The balance is achieved by using agentic AI to handle the scale of localization and translation while keeping the marketer in control of the strategy and the “governed assets.” We don’t want marketers to be stuck manually modifying assets for every minor market shift; we want the AI to handle those variations within a set of brand-approved rules. When unique edge cases arise, the system acts as a support layer that flags these instances for human intervention rather than forcing a person to “vibe-code” a solution from scratch. This allows the team to maintain brand integrity across millions of touchpoints without losing the human touch where it matters most.
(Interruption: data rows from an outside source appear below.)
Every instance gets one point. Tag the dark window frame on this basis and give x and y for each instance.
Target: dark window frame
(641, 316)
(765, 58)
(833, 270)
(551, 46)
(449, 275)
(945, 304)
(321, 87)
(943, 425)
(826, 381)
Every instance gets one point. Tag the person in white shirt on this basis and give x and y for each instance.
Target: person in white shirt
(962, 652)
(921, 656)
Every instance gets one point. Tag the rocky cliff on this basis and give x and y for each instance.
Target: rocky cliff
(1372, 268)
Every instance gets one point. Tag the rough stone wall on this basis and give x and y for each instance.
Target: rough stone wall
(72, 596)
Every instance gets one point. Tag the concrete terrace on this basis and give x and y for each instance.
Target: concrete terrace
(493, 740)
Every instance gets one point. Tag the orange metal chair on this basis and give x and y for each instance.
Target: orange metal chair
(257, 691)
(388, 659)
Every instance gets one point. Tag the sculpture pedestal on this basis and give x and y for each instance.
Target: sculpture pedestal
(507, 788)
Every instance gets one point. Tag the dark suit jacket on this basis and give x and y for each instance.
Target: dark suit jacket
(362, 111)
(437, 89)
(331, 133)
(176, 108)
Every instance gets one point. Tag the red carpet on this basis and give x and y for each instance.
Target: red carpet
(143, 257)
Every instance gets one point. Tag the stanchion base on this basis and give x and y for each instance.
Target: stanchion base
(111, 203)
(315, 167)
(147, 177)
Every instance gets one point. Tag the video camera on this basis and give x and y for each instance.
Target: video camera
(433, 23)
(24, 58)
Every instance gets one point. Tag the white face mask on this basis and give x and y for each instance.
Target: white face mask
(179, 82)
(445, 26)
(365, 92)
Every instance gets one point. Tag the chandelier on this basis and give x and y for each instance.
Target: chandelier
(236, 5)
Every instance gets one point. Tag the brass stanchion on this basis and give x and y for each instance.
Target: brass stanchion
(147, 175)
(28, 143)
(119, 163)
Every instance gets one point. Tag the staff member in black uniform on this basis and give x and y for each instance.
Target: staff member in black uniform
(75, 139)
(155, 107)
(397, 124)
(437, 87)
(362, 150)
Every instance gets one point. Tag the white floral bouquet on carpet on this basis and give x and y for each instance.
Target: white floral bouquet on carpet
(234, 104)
Many professionals feel they are constantly falling behind despite having more tools at their disposal. How can agentic AI specifically reduce the “work about work” to let employees focus on their strengths, and what does a successful implementation look like for a high-pressure marketing department?
Agentic AI targets the “pilot light of anxiety” by taking over the mundane tasks of figuring out campaign targets, positioning, and asset retrieval. A successful implementation looks like a department where a marketer can ask an agent to find and modify assets for a specific campaign, freeing them to focus on the creative strategy they are actually passionate about. It’s about creating a workspace where people aren’t forced into roles that make them uncomfortable or unempowered. By automating the logistical overhead, we allow the marketing team to act as high-level strategists rather than data entry clerks.
What is your forecast for the agentic web?
I believe we are entering a phase where agentic AI becomes the general-purpose stack for the entire enterprise architecture, much like the cloud hyperscalers did a decade ago. While some see this as a radical disruption, I forecast that it will follow the cyclical pattern of the internet, the car, and the PC—it will make the world both easier and more complicated simultaneously. We will see a consolidation where a few major platforms provide the “brain,” but specialized software like ours will provide the “arms and legs” to execute domain-specific tasks. Ultimately, the companies that thrive will be those that recognize this shift is transformative but also realize that disruption is a constant rhythm in technology.